Looking for a gift to give after all those June weddings? How about some solid tax advice for the newlyweds?
Taxes may not be top-of-mind for most new couples, but there are some important tax issues they should be aware of, so the IRS put together the following set of tips.
- New names? Whether one of the spouses takes the other’s name or not, the names and Social Securities on their tax return must match their Social Security Administration records – so if any names are changed, they’ll need to report it to the SSA with Form SS-5, Application for a Social Security Card. The form is available on www.ssa.gov, or by calling (800) 772-1213.
- Congratulations – you’re in a new bracket! The spouses’ new marital status needs to be reported to their employers on a new Form W-4, Employee's Withholding Allowance Certificate. And the IRS was quick to point out that the new couple’s combined income may move them into a higher tax bracket.
- Yes, there’s an Obamacare angle. If either spouse bought a Health Insurance Marketplace plan got an Advanced Premium Tax Credit this year, they need to report any changes in circumstance, like income or family size. They should also alert their Marketplace is they moved out of its area.

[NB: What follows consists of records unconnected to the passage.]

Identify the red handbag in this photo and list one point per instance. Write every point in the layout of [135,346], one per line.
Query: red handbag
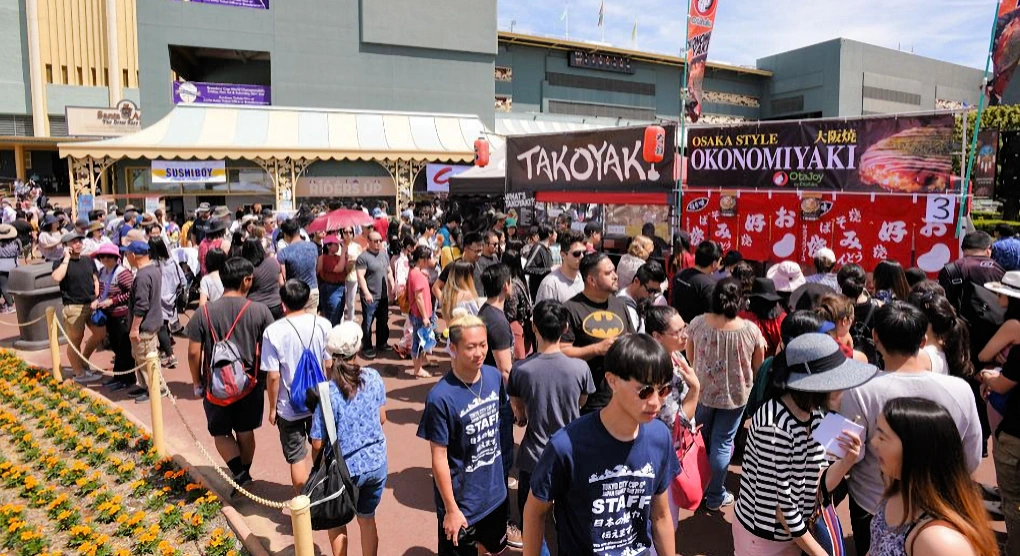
[689,487]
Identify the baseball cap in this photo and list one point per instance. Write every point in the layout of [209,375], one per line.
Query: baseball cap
[138,248]
[71,236]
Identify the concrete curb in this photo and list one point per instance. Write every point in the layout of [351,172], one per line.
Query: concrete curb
[233,516]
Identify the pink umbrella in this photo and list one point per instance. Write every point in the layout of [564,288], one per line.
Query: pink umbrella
[339,219]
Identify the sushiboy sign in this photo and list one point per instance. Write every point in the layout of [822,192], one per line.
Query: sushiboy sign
[173,171]
[597,160]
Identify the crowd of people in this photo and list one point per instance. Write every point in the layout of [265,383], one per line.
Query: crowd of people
[604,361]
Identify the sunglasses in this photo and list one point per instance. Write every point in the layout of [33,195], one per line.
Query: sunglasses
[645,392]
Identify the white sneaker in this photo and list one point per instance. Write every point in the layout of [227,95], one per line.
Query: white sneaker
[88,377]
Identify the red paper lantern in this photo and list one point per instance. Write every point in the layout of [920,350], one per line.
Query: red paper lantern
[480,152]
[655,144]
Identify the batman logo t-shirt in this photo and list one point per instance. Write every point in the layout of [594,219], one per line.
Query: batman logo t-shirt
[591,322]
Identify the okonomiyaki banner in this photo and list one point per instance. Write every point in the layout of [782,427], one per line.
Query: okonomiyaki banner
[598,160]
[890,154]
[1005,53]
[700,23]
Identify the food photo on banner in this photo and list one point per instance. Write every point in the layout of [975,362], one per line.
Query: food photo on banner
[770,226]
[910,154]
[603,160]
[700,22]
[985,164]
[1005,49]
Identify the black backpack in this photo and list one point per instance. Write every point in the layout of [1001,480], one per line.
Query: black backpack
[334,496]
[977,306]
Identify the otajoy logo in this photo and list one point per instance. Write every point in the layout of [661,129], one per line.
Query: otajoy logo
[697,204]
[705,7]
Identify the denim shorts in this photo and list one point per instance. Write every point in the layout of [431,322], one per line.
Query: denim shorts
[370,486]
[417,324]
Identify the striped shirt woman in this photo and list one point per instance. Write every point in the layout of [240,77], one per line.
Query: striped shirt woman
[781,467]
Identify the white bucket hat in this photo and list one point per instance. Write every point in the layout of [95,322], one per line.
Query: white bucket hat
[786,275]
[1009,286]
[344,340]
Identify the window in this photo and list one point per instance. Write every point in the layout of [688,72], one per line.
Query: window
[600,84]
[600,110]
[889,95]
[792,104]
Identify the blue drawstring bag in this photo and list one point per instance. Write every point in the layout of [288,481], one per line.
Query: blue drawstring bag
[426,338]
[307,373]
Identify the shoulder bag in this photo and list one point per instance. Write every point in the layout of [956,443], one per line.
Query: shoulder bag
[333,494]
[689,487]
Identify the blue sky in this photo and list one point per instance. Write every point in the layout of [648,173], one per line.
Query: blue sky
[955,31]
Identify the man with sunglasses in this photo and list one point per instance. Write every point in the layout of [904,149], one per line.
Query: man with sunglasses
[646,286]
[233,426]
[564,283]
[597,318]
[609,472]
[375,284]
[547,392]
[489,257]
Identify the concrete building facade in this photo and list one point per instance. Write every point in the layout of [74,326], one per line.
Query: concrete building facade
[55,54]
[844,78]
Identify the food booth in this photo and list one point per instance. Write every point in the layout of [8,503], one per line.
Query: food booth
[870,189]
[600,174]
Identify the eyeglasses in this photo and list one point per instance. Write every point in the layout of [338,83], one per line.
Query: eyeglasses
[645,392]
[680,333]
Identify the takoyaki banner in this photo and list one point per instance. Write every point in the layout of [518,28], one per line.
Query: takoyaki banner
[598,160]
[886,154]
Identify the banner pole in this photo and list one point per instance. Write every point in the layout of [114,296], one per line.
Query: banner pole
[965,187]
[683,118]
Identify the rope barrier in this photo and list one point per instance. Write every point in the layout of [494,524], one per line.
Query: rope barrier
[95,368]
[230,481]
[29,323]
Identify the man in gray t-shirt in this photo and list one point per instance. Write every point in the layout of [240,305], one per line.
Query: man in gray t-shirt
[547,390]
[900,331]
[565,282]
[374,283]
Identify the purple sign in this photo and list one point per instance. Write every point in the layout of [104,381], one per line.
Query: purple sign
[219,93]
[260,4]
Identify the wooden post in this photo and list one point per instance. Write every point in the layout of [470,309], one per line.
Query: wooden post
[54,334]
[301,521]
[156,402]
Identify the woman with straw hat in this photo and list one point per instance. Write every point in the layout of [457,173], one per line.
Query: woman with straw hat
[10,248]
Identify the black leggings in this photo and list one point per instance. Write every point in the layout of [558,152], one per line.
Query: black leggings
[165,340]
[116,332]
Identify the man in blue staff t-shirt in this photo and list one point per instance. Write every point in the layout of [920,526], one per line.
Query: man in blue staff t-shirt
[609,471]
[461,421]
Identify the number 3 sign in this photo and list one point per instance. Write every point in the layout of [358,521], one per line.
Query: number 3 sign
[940,209]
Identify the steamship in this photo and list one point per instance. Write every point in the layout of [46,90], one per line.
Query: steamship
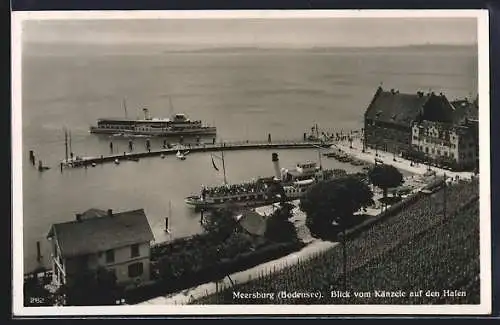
[178,125]
[295,183]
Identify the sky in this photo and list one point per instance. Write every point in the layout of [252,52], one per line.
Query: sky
[294,33]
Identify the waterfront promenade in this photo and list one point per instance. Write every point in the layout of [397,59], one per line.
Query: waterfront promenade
[193,148]
[388,158]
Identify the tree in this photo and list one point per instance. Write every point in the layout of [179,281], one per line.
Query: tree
[220,223]
[331,204]
[91,288]
[385,176]
[278,225]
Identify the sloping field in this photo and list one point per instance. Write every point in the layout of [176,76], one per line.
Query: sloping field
[417,249]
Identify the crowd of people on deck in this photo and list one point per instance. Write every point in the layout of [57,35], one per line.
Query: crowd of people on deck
[224,190]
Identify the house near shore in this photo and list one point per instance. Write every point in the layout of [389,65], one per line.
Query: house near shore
[118,242]
[425,126]
[390,116]
[452,145]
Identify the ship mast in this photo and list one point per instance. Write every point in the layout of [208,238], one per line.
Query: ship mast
[124,104]
[223,167]
[167,227]
[70,149]
[66,143]
[171,106]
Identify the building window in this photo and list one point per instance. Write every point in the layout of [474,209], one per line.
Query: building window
[110,256]
[134,250]
[135,270]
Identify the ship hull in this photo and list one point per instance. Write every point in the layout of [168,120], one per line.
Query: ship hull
[208,131]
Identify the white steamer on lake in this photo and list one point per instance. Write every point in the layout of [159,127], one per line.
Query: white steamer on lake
[178,125]
[263,190]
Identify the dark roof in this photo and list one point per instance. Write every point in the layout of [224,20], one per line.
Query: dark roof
[93,213]
[465,108]
[395,107]
[459,129]
[101,233]
[253,222]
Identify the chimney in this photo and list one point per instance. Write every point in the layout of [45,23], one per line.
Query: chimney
[276,163]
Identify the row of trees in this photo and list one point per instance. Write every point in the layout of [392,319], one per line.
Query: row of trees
[330,205]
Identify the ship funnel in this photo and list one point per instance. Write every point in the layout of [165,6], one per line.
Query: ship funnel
[276,163]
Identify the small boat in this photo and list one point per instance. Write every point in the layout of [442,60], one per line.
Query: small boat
[180,155]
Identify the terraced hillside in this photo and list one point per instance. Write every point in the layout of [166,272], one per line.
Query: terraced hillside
[417,249]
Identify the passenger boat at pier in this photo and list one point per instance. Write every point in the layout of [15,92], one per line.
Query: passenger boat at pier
[259,192]
[178,125]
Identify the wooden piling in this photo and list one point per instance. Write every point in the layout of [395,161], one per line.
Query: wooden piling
[38,252]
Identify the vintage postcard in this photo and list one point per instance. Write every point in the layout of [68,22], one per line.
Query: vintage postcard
[251,162]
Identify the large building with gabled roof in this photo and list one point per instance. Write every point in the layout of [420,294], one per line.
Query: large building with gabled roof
[390,116]
[118,242]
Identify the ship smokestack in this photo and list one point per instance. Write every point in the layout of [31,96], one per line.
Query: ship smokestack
[276,164]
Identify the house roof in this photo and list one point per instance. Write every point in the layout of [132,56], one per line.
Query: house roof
[93,213]
[253,222]
[102,232]
[448,127]
[395,107]
[465,108]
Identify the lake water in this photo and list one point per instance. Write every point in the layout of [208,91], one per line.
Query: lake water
[245,94]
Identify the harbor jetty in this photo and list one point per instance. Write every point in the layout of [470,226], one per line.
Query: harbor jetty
[193,148]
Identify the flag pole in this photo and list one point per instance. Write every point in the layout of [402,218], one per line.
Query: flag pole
[224,167]
[66,143]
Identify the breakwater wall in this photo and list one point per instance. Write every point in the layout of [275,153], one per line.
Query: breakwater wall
[246,145]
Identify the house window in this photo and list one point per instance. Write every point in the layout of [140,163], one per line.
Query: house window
[135,270]
[134,250]
[110,256]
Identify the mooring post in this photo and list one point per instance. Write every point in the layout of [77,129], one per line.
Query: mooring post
[32,157]
[38,252]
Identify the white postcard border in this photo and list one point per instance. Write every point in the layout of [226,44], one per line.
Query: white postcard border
[485,213]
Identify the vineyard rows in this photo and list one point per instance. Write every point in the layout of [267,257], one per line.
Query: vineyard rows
[416,249]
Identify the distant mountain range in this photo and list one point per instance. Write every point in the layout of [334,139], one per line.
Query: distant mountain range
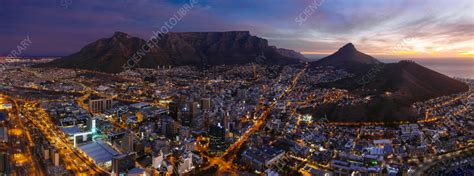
[405,81]
[393,87]
[187,48]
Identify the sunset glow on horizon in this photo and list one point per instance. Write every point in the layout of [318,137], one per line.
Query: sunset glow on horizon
[425,28]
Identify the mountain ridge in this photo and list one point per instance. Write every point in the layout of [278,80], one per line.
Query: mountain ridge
[174,48]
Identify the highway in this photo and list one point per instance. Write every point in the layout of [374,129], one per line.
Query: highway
[74,160]
[461,153]
[225,162]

- Crossing the threshold. If either of the newlyweds is moving, they’ll want to let the IRS know, with Form 8822, Change of Address. (They should probably also let the Post Office know, too.) Don’t make them come looking.
- Married? Filing jointly? If the couple is married as of December 31, that’s their marital status for the whole year for tax purposes – and that means they need to decide whether to file jointly or separately. Which one is better depends on the couple’s individual circumstances, so they’ll want to check out both possibilities.
- New forms. Combined financial lives may mean a higher tax bracket, but they can also mean more benefits from itemizing – which would mean claiming those deductions on a Form 1040, as opposed to a 1040A or 1040EZ. This would be a good area for a friendly tax advisor to offer some advice …
- More IRS resources. The tax services offers a host of resources for new couples, including videos (like this one on “Getting Married”) and more. No need to send them a thank-you card.